Duchesne, No. 86-1017, slip op. at 11-14.
Thus, neither the district court’s disposi-tive opinion nor this court’s panel decision held that Duchesne’s due process rights were violated because he was not given a pretermination hearing before a “neutral decisionmaker” or an “impartial judge.” Both courts acknowledged that the hearing officer need not be totally impartial. The learned district judge held, instead, after carefully reviewing the undisputed facts of Mr. Williams’ relationship with Mr. Du-chesne, and particularly his role as “accuser, witness, and judge,” that “the evidence” is “that the plaintiff received an unfair and partial hearing,” and that “[i]n this situation, due process demands that someone other than [Mr. Williams] conduct the hearing.” (Emphasis added.) This court’s panel found that the record supported the district court’s conclusion that on the undisputed facts of this case, the hearing officer’s relationship to the plaintiff was so uniquely accusatory and partisan that he was “too biased to give Du-chesne a fair hearing.”

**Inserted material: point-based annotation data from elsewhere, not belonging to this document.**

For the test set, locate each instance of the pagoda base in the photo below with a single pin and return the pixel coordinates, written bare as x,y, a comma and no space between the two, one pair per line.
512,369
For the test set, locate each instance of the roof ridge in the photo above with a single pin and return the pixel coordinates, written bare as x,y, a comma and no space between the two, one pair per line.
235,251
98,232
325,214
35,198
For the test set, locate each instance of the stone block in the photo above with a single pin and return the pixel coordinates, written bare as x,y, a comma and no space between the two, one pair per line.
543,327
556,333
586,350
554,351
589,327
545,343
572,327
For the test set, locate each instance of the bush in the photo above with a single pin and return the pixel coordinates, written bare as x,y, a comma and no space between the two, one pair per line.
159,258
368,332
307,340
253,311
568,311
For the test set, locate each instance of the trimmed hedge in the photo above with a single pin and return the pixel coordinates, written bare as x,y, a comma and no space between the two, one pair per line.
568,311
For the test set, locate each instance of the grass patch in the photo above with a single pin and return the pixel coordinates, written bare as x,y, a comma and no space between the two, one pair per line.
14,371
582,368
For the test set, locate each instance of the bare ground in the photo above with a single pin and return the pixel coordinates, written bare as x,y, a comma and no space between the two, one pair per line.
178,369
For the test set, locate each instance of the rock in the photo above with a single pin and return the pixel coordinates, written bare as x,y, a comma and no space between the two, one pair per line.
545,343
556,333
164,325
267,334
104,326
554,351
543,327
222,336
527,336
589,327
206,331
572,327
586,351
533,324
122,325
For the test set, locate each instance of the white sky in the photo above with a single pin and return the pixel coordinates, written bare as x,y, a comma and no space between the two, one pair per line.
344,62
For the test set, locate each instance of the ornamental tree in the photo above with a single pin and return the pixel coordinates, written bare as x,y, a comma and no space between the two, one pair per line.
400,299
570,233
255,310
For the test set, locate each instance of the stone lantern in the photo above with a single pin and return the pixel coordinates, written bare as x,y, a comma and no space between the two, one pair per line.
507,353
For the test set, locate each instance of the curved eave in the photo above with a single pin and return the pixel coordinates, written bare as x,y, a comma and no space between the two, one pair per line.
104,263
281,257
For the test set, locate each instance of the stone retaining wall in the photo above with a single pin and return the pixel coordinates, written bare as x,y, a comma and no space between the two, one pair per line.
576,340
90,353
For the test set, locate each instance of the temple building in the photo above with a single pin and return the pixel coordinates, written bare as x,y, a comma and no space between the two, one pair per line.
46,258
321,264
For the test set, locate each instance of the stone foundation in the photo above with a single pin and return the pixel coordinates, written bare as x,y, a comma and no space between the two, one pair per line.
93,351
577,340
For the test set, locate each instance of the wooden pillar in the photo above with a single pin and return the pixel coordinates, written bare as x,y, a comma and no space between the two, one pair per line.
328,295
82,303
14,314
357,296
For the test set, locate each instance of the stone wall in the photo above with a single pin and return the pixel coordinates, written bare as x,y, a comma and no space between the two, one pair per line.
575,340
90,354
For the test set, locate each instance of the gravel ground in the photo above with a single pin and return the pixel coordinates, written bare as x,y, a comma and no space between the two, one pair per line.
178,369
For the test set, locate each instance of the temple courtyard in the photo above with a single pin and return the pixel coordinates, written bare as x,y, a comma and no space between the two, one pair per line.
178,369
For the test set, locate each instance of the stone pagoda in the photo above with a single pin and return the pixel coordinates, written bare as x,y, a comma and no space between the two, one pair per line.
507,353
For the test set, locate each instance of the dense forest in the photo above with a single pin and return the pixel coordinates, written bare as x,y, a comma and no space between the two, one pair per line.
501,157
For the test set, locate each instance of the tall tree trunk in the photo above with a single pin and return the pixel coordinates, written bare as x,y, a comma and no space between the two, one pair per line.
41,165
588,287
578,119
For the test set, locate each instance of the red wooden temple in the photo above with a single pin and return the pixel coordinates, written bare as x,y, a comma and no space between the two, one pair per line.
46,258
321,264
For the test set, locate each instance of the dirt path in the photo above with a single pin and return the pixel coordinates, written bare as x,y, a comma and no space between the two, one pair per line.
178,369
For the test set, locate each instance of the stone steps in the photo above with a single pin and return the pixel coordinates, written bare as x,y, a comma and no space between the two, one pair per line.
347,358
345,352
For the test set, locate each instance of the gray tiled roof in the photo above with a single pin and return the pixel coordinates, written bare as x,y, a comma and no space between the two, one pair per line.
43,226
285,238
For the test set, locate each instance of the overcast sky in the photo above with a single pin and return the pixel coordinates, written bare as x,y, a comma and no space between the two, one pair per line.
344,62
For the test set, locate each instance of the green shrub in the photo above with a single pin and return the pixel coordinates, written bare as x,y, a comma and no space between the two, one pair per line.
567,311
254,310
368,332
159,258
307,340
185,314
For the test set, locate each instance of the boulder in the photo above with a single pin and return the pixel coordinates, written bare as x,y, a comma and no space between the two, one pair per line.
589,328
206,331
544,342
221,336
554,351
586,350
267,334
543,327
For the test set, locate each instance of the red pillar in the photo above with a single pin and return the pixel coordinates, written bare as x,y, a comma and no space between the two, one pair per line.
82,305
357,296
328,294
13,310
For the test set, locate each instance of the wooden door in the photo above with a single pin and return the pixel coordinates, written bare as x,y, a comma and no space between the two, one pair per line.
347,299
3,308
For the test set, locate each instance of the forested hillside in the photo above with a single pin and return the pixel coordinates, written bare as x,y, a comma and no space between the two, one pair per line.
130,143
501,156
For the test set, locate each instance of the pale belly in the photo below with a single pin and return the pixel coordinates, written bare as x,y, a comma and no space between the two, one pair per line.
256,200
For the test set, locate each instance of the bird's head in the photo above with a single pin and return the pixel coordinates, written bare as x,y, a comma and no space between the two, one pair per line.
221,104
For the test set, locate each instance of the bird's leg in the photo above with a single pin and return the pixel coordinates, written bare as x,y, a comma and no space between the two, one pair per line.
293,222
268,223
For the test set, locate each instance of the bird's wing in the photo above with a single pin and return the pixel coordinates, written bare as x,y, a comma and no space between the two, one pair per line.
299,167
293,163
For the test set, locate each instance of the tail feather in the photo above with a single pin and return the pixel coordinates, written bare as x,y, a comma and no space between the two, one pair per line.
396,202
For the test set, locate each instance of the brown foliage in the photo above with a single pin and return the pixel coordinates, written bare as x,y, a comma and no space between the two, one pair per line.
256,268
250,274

After careful consideration of the briefs and arguments upon rehearing en banc, I continue to be satisfied that the pretermin-ation hearing to which Mr. Duchesne was constitutionally entitled under the Due Process Clause, even if it be only a summary, informal, and peremptory “right of reply” must, nevertheless, be a hearing in which, to paraphrase my colleague, “the supervisory official is [not] so biased that the Loudermill ‘right of reply’ process is meaningless.”1 (Emphasis added.) The uncontradicted record proof in this case is that it was.
Consequently, I must respectfully dissent.

. One searches the Supreme Court's Loudermill opinion in vain to find the constitutionally mandated pretermination hearing defined as a mere "right of reply." That characterization of the hearing is this court’s creation in its own Loudermill opinion, 721 F.2d at 560, and is conspicuously absent from the Supreme Court’s opinion.